Laurence Swink

laurence swink

Title: Technical Consultant

Location: Enid, Oklahoma, United States

Laurence Swink, Technical Consultant, has been recognized by Marquis Who’s Who Top Scientists for dedication, achievements, and leadership in technical science.

Dr. Swink became involved in his profession because a lot of people needed consulting to update their quality system for the ISO9000. He always liked chemistry in high school but found himself mostly drawn to the technical side of it. In addition, his chemistry professor at Brown University, Gene B. Carpenter, was exceptionally influential in the trajectory of his career. He was also influenced by Professor Richard Feynman who taught at the University of California Los Angeles where he had taken additional coursework. Dr. Swink first earned a Bachelor of Arts in chemistry at the University of Wichita in 1957. He continued at Iowa State University to receive a Master of Science in 1959. Dr. Swink later received a PhD in chemistry at Brown University in 1969.

The highlight of Dr. Swink’s career was solving crystal structures which he did in graduate school. Dr. Swink is also most proud of the work that he did in the Air Force because he had to turn into a EE and a vacuum expert to get the information for the Bata Panel to characterize Soviet weapons. He served as a nuclear research officer in the United States Air Force from 1960 to 1963. What Dr. Swink liked the most about being with the Air Force was the work. He was converting the electron microbeam analyzer into a usual system.
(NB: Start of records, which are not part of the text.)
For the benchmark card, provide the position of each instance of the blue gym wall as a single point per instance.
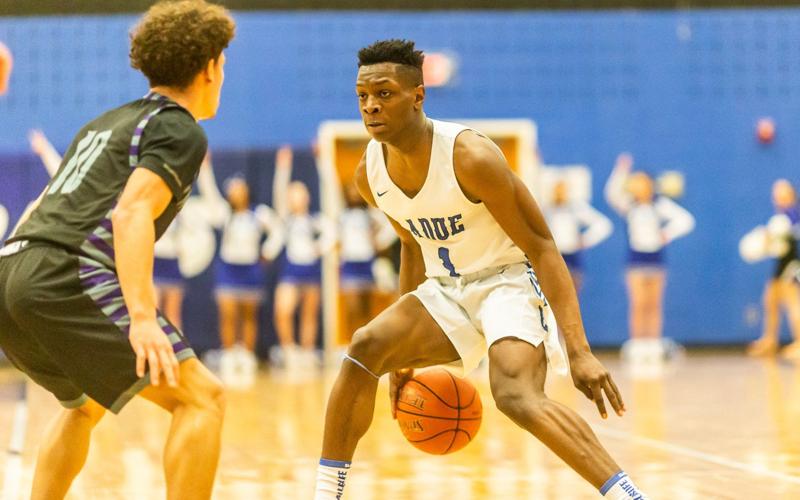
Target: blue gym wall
(680, 90)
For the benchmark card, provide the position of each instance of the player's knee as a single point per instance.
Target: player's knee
(370, 349)
(213, 398)
(91, 410)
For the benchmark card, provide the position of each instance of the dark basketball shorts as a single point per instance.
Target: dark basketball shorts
(64, 323)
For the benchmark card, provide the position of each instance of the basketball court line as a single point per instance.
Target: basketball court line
(13, 473)
(697, 455)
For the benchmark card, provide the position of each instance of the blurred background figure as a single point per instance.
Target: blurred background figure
(3, 222)
(6, 64)
(783, 288)
(363, 233)
(653, 222)
(576, 227)
(307, 237)
(251, 237)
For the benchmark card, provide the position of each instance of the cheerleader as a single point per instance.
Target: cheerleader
(307, 237)
(363, 233)
(3, 222)
(653, 222)
(250, 238)
(783, 288)
(576, 226)
(167, 277)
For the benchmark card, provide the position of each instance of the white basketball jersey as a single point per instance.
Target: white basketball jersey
(457, 236)
(355, 226)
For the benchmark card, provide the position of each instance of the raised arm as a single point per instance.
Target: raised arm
(412, 264)
(616, 196)
(276, 233)
(598, 226)
(679, 222)
(45, 151)
(280, 184)
(3, 222)
(485, 177)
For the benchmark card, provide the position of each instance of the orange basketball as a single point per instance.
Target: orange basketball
(438, 412)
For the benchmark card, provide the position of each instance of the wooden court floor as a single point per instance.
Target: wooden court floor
(713, 425)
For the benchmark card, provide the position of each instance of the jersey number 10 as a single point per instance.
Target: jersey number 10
(86, 153)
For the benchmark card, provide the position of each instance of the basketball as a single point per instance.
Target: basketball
(438, 412)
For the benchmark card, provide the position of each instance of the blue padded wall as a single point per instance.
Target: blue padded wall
(680, 90)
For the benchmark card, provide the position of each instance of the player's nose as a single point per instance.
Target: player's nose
(370, 106)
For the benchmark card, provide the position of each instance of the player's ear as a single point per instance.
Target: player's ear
(419, 96)
(212, 69)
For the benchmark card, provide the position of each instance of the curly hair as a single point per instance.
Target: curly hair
(395, 51)
(175, 40)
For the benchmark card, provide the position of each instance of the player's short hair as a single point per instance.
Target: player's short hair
(395, 51)
(175, 40)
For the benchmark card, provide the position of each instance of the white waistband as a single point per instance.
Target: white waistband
(13, 248)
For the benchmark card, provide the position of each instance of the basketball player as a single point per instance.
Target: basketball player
(250, 237)
(77, 306)
(471, 226)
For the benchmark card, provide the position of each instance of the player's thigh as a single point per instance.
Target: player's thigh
(403, 336)
(516, 366)
(197, 387)
(286, 297)
(637, 287)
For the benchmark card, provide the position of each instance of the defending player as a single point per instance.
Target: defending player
(467, 223)
(77, 305)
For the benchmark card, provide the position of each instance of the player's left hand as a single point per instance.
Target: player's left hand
(592, 379)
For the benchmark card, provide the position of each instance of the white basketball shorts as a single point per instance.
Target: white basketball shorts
(476, 310)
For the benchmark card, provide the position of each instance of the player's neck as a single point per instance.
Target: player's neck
(414, 139)
(185, 97)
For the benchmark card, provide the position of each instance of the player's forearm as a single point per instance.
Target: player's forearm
(557, 286)
(412, 268)
(134, 239)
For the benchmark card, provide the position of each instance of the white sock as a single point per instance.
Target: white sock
(620, 487)
(330, 479)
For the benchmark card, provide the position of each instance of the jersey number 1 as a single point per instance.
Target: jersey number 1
(86, 153)
(444, 255)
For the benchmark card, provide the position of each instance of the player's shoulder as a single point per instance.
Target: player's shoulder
(474, 153)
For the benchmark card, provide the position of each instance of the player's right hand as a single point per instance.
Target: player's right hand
(284, 157)
(396, 382)
(153, 349)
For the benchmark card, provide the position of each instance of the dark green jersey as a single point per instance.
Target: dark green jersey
(153, 133)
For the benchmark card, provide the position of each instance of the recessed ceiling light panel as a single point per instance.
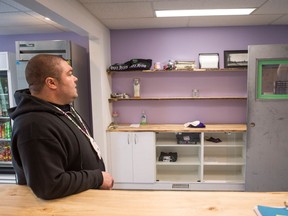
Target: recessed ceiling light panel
(204, 12)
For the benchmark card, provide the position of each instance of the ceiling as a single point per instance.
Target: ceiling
(139, 14)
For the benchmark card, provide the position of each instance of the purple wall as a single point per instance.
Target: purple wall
(7, 42)
(160, 45)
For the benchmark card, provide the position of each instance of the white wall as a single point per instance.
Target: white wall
(72, 15)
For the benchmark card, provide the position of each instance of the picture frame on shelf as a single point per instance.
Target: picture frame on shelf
(209, 60)
(235, 58)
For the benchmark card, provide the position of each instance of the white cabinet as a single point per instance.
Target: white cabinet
(132, 157)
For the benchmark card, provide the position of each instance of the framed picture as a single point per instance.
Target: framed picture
(235, 58)
(209, 60)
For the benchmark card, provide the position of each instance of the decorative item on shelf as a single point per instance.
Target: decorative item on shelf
(169, 66)
(119, 95)
(195, 92)
(136, 86)
(133, 64)
(157, 66)
(188, 138)
(143, 118)
(168, 157)
(184, 65)
(235, 58)
(195, 124)
(209, 60)
(115, 116)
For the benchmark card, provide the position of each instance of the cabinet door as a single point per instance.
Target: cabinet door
(144, 157)
(121, 156)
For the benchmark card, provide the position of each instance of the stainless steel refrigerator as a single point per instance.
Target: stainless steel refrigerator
(7, 87)
(73, 53)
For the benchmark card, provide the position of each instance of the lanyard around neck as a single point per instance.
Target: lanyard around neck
(85, 131)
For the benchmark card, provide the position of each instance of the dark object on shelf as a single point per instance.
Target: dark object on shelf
(235, 58)
(168, 157)
(212, 139)
(119, 95)
(188, 138)
(133, 64)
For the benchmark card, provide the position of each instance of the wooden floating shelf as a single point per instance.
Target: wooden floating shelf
(180, 98)
(177, 71)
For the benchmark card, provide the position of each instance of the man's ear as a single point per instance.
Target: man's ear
(51, 82)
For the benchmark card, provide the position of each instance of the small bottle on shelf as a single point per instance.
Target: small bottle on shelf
(136, 85)
(143, 118)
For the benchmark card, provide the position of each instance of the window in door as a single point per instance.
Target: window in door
(272, 80)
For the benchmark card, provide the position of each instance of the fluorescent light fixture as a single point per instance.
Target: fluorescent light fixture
(204, 12)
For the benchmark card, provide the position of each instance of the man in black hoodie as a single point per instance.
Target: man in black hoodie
(53, 151)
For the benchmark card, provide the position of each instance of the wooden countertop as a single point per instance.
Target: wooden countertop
(179, 128)
(20, 201)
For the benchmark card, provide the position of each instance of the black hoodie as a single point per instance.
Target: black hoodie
(49, 153)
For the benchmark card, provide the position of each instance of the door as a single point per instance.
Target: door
(267, 138)
(121, 156)
(144, 156)
(133, 157)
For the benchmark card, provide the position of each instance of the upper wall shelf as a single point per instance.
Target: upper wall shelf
(177, 71)
(181, 98)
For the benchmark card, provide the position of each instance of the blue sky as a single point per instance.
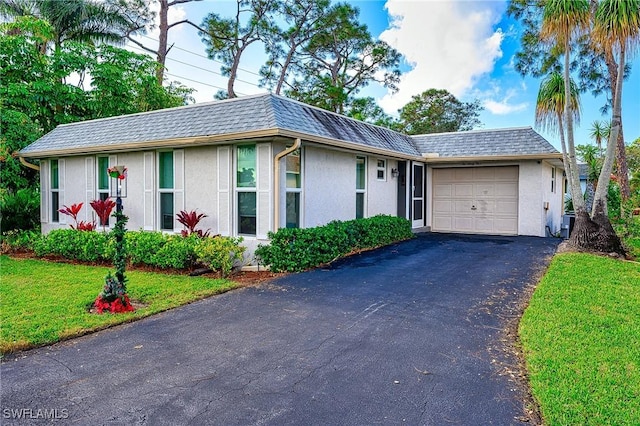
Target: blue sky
(466, 47)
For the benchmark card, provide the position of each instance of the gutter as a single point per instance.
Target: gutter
(29, 165)
(276, 179)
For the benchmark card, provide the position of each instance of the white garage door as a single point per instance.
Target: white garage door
(477, 200)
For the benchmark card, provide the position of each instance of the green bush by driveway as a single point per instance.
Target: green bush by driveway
(297, 249)
(581, 339)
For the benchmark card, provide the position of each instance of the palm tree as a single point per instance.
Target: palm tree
(550, 107)
(599, 131)
(89, 21)
(617, 30)
(562, 20)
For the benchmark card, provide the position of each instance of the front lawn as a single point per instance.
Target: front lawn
(581, 339)
(44, 302)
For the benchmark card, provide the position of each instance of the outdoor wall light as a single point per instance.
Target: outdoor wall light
(118, 176)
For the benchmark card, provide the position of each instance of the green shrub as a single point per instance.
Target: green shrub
(86, 246)
(220, 253)
(299, 249)
(20, 210)
(176, 252)
(143, 245)
(17, 241)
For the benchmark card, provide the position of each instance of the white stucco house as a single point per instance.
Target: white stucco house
(258, 163)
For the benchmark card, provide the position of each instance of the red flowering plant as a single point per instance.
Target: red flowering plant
(190, 220)
(117, 174)
(73, 212)
(103, 209)
(113, 297)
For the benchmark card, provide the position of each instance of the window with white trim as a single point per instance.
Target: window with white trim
(55, 191)
(246, 161)
(361, 186)
(165, 189)
(381, 170)
(294, 189)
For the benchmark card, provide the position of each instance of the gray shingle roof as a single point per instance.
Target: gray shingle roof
(485, 143)
(250, 113)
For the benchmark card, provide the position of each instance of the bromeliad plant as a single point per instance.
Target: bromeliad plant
(73, 212)
(113, 297)
(190, 220)
(103, 209)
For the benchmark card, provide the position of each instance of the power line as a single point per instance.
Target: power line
(201, 56)
(198, 67)
(200, 82)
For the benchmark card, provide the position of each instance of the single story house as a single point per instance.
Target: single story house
(258, 163)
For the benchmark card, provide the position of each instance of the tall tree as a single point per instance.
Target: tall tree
(596, 67)
(33, 87)
(163, 48)
(341, 60)
(88, 21)
(550, 106)
(599, 131)
(226, 39)
(617, 30)
(284, 46)
(438, 111)
(562, 21)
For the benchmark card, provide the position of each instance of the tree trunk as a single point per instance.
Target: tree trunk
(595, 235)
(574, 174)
(163, 38)
(621, 155)
(600, 197)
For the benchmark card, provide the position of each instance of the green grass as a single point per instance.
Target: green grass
(581, 338)
(44, 302)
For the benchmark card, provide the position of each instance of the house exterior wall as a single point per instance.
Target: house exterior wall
(329, 186)
(534, 190)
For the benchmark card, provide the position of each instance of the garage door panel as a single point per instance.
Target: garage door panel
(442, 206)
(484, 190)
(491, 191)
(462, 224)
(463, 174)
(463, 190)
(462, 207)
(442, 190)
(506, 207)
(507, 190)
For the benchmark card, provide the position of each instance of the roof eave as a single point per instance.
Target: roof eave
(511, 157)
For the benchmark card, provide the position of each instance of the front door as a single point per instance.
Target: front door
(417, 196)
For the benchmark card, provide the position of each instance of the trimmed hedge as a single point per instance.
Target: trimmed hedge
(298, 249)
(143, 248)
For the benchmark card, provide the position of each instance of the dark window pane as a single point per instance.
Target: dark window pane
(103, 177)
(417, 181)
(360, 173)
(166, 211)
(55, 205)
(247, 213)
(293, 210)
(359, 205)
(54, 174)
(246, 166)
(166, 170)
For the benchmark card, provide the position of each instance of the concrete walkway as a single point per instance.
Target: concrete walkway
(407, 334)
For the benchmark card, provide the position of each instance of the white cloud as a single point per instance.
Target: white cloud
(449, 44)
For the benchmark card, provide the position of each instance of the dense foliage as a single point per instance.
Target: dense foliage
(295, 249)
(153, 249)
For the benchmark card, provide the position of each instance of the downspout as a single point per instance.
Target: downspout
(276, 190)
(27, 164)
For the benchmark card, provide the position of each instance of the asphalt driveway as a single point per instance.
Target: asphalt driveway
(408, 334)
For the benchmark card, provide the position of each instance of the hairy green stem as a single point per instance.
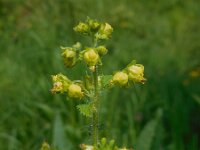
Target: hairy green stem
(96, 107)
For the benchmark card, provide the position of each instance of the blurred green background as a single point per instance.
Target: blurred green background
(163, 114)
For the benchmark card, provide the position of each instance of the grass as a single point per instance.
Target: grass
(164, 36)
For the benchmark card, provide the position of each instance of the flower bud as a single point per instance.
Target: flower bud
(120, 78)
(94, 25)
(77, 46)
(75, 91)
(104, 32)
(102, 50)
(69, 57)
(45, 146)
(82, 28)
(60, 83)
(136, 73)
(91, 57)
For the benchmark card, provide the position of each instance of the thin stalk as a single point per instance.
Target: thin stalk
(96, 108)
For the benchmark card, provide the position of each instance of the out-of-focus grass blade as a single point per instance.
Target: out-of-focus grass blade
(145, 138)
(60, 141)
In this line of work, he updated the electronic systems and the vacuum systems.

Since 1999, Dr. Swink has provided his skills and expertise as the president of AZ/TEC Consulting. He previously worked as a senior technology consultant for Quari Electronics, as a senior project manager for Siemens Transmissions Systems and as a technology director of Multi-Plate Co. Earlier in his career, he garnered experience as an advanced systems manager of Xerox Corp., vice president of Amorphous Materials and as a laboratory manager of Texas Instruments. Throughout his career, he has maintained membership with the American Crystallographic Association.